К двум часам дня Зейну стало лучше и он свободно дышал. Наконец-то сработали бесчисленные таблетки. Выйдя в гостиную, он сел в кресло-качалку, обитую коричневым твидом, и включил телевизор. Смотреть оказалось нечего: мыльные оперы, телеигры и повторный показ «Звездной дорожки». Зейн начал было смотреть «Звездную дорожку», одно из своих любимых телевизионных шоу, но эту запись повторяли уже столько раз, что он помнил все диалоги наизусть. Он поднялся и выключил телевизор. В это время к почтовому ящику подъехал почтальон.
Зейн оживился.
«И что я радуюсь?» – одернул он себя. День ничем не отличался от других, а значит, нечего было ждать письма от Лили. В комнату вошел отец. Тэд Макалистер давно не брился, он почти облысел от химиотерапии и еле передвигал ноги, шаркая по ворсистому ковру. Но Зейн считал своего отца героем. Доктора предсказали, что ему осталось жить не более трех месяцев, однако с тех пор прошло почти два года. День за днем, сам не зная как, Тэд боролся с раком.
– Тебе не надо вставать, папа, – сказал Зейн, подлетев к отцу, чтобы помочь ему сесть в качалку.
– Ну почему? В худшем случае умру на ногах, а это гораздо лучше, чем где-нибудь в больнице.
Зейн присел на цветастую кушетку в американском стиле.
– Хочешь есть? Что тебе принести?
– Не беспокойся, сынок. Все в порядке. – Он откинул голову на спинку кресла. – Кажется, приезжала машина с почтой. Лонни нужно сменить глушитель. Почему ты не идешь смотреть, нет ли письма от твоей девушки?
– Письма нет.
– Ты так уверен?
– Она уехала с отцом на очередные раскопки… Наверно, ей некогда писать.
Тэд нахмурился.
– Да встряхнись же ты, черт возьми! Ходишь как в воду опущенный. Ты ей написал?
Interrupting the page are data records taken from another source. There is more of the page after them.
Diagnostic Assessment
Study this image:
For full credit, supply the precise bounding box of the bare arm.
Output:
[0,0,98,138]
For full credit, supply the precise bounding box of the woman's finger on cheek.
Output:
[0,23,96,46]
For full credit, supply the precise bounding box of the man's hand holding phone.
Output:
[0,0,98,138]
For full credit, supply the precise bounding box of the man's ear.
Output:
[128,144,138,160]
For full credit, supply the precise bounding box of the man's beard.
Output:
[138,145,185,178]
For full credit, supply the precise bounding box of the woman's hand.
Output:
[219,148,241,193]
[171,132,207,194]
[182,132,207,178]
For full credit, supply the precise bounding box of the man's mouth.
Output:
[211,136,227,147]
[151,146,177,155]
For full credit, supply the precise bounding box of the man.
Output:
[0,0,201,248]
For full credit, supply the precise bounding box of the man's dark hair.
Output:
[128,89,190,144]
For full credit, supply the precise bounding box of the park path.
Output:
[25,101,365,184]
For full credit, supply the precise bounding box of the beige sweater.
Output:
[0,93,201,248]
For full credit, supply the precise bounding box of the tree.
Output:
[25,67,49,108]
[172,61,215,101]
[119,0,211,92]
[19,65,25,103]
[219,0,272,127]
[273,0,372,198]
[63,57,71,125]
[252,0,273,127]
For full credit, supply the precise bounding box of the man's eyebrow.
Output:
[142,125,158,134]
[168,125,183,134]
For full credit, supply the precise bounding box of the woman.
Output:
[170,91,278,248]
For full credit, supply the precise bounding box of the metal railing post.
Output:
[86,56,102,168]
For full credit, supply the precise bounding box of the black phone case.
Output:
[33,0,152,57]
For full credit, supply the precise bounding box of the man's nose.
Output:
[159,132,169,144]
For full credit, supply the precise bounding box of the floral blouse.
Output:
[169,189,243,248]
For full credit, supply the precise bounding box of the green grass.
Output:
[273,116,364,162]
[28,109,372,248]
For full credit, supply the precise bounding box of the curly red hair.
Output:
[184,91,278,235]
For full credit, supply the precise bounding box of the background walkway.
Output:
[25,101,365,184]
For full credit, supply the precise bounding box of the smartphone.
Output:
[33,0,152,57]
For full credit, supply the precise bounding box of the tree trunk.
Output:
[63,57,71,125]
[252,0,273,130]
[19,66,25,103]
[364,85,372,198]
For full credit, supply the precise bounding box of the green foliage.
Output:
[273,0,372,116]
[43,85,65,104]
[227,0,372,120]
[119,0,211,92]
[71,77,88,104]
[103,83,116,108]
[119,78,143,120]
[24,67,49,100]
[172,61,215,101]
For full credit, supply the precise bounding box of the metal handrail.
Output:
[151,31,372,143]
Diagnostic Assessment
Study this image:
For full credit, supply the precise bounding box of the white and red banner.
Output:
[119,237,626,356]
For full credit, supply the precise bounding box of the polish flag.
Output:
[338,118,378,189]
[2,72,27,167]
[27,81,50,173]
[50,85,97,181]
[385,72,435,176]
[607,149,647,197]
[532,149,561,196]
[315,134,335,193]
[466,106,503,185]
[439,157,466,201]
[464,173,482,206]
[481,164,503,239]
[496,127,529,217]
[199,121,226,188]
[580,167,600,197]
– Да. Но неизвестно, получила ли она мое письмо. Она дала мне адрес одного из мест, куда они должны были поехать, но я отправил почти все письма к ней домой, поскольку ее мать наверняка знает точный маршрут.
Тэд наблюдал, как у сына менялось выражение лица, становясь то радостным, то печальным, когда он говорил о Лили. Ошибки быть не могло. Любовь. С удивлением думал он о том, как рано она пришла к Зейну. С ним было совсем не так. Тэд познакомился с Ханной еще в колледже, а поженились они после того, как он получил диплом бизнесмена. В молодости Тэд и не думал, что станет заниматься старинными украшениями, но неудачи в бизнесе постоянно заставляли его менять поле деятельности, и наконец, после десяти лет работы в сфере кредитования, он связал свое будущее с торговлей ювелирными изделиями. Тэд схватывал все на лету и вскоре понял, что наделен от Бога способностью с первого взгляда точно оценивать ювелирное изделие. И этот дар он передал сыну.
Тэд гордился Зейном. Конечно, ему не чужды были некоторые грешки, характерные для его сверстников. Тэд помнил, как три года назад, летом, Зейн со своими товарищами по баскетбольной команде здорово напился и угодил в полицию в Гваделупе-Ривер. Несколько раз в комнате у сына Тэд находил номера «Плейбоя», о чем он, однако, ни разу не сказал Ханне. Он знал, что Зейн покуривает и даже пару раз пробовал марихуану. И все же в нем чувствовалась зрелость, которой в его годы не мог бы похвастаться сам Тэд. Хотя Ханна приписывала его хорошее поведение своим библейским проповедям, Тэду хотелось думать, что его сын умнее. Он верил, что Зейн способен жить своей головой. Длительные отношения сына с Лили служили тому подтверждением. Тэд понимал, что, если бы Ханна могла что-нибудь сделать, она положила бы этому конец.
– Пойди возьми почту, сынок. Я хочу посмотреть, не пришли ли счета из налогового управления.
Зейн засмеялся, подошел к почтовому ящику и вынул пачку бумаг, по большей части никому не нужных. На дне ящика лежало письмо от Лили.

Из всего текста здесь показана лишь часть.